PBNU menghargai setiap upaya yang dilakukan negara untuk memenuhi hak dasar warga negara atas pekerjaan dan penghidupan yang layak bagi kemanusiaan. Lapangan pekerjaan tercipta dengan tersedianya kesempatan berusaha. Namun, PBNU menyesalkan proses legislasi UU Ciptaker yang terburu-buru, tertutup dan enggan membuka diri terhadap aspirasi publik. 

Di antara sembilan butir pernyataan PBNU, salah satu yang muncul pada butir ke 8 (delapan) adalah: 

“NU membersamai pihak-pihak yang berupaya mencari keadilan dengan menempuh jalur konstituasional dengan mengajukan uji materi ke Mahkamah Konstitusi. Dalam suasana pandemi dan ikhtiar bersama untuk memotong rantai penularan, upaya hukum adalah jalur terbaik dan terhormat dalam mencari keadilan dibanding mobilisasi massa.”

Jelas NU menilai uji materi menjadi jalur yang mesti dilakukan untuk meninjau kembali isi dari UU Ciptaker. Termasuk, NU menyarankan uji materi sebagai jalan, sehingga mobilitas massa di masa pandemi tidak menjadi pilihan.

Berikut selengkapnya Sikap Resmi PBNU Terkait UU Cipta Kerja yang terdiri dari sembilan poin pernyataan: 

1. Nahdlatul Ulama menghargai setiap upaya yang dilakukan negara untuk memenuhi hak dasar warga negara atas pekerjaan dan penghidupan yang layak bagi kemanusiaan. Lapangan pekerjaan tercipta dengan tersedianya kesempatan berusaha.
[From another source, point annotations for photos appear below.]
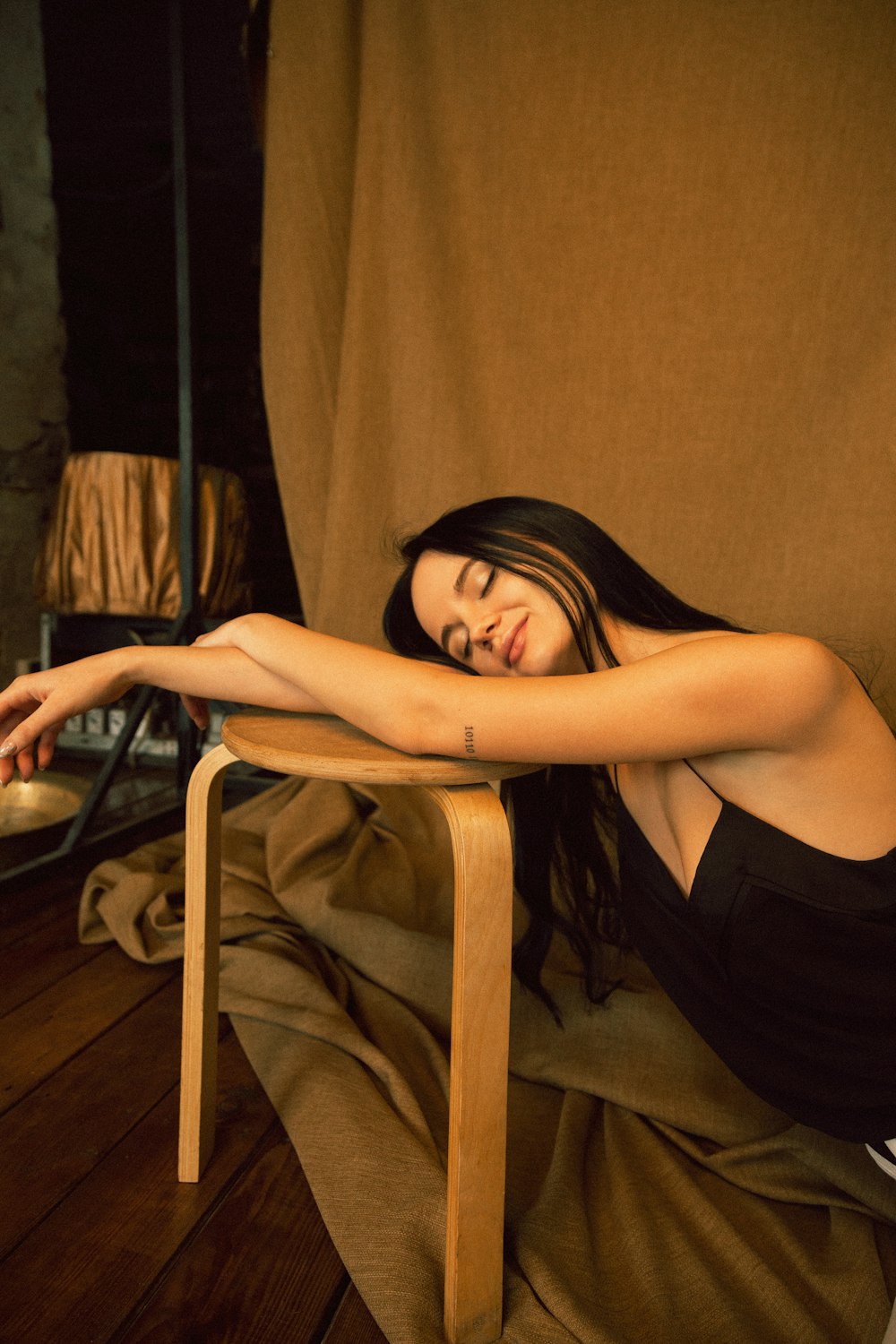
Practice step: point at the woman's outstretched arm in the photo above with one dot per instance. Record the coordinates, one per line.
(35, 707)
(719, 694)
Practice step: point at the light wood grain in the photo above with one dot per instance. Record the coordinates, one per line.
(327, 747)
(202, 956)
(478, 1083)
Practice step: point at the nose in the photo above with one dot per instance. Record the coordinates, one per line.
(484, 629)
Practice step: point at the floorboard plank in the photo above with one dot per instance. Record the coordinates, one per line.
(42, 956)
(263, 1269)
(354, 1322)
(42, 1034)
(78, 1276)
(66, 1125)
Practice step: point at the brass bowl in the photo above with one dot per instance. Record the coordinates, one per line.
(50, 798)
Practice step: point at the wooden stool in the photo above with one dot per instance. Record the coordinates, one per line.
(330, 749)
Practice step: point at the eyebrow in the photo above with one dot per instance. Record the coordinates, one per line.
(447, 631)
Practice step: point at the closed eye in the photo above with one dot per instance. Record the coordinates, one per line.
(468, 648)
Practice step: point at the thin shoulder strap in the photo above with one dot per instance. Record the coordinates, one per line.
(702, 781)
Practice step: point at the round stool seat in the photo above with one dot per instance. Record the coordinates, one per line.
(324, 747)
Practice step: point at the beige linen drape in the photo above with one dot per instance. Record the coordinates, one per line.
(637, 257)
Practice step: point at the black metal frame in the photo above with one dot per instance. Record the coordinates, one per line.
(188, 621)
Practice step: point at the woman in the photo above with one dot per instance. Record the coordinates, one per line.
(756, 781)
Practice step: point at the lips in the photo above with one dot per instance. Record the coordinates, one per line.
(514, 642)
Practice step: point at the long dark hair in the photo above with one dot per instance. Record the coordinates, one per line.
(564, 816)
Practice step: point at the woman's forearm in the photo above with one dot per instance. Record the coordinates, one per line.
(394, 699)
(215, 674)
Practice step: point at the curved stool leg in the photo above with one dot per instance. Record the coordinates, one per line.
(479, 1039)
(202, 940)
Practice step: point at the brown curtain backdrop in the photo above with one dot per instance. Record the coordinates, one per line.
(633, 257)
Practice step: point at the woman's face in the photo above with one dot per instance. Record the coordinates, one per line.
(492, 621)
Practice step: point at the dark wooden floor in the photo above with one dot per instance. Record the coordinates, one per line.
(99, 1241)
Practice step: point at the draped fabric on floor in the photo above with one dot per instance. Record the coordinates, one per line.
(638, 258)
(650, 1196)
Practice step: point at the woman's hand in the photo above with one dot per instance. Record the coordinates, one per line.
(35, 707)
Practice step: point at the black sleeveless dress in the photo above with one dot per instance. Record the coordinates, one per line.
(783, 959)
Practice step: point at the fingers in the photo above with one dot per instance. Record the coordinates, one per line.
(21, 734)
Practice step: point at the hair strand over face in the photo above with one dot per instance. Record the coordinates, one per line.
(563, 816)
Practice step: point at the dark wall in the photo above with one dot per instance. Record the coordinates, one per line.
(109, 117)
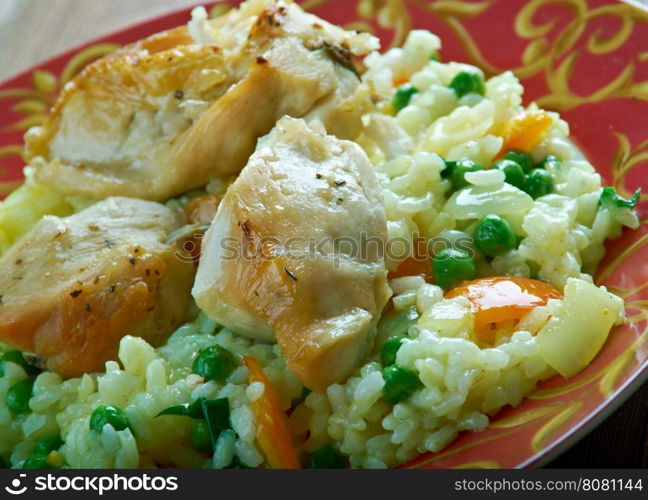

Kesempatan berusaha tumbuh bersama iklim usaha yang baik dan kondusif. Iklim usaha yang baik membutuhkan kemudahan izin dan simplisitas birokrasi. UU Cipta Kerja dimaksudkan untuk menarik investasi dengan harapan dapat memperbanyak lapangan pekerjaan dan menyalurkan bonus demografi sehingga dapat mengungkit pertumbuhan serta keluar dari jebakan negara berpenghasilan menengah (middle income trap).

2. Namun, Nahdlatul Ulama menyesalkan proses legislasi UU Ciptaker yang terburu-buru, tertutup, dan enggan membuka diri terhadap aspirasi publik. Untuk mengatur bidang yang sangat luas, yang mencakup 76 UU, dibutuhkan kesabaran, ketelitian, kehati-hatian, dan partisipasi luas para pemangku kepentingan. Di tengah suasana pandemi, memaksakan pengesahan undang-undang yang menimbulkan resistensi publik adalah bentuk praktek kenegaraan yang buruk. 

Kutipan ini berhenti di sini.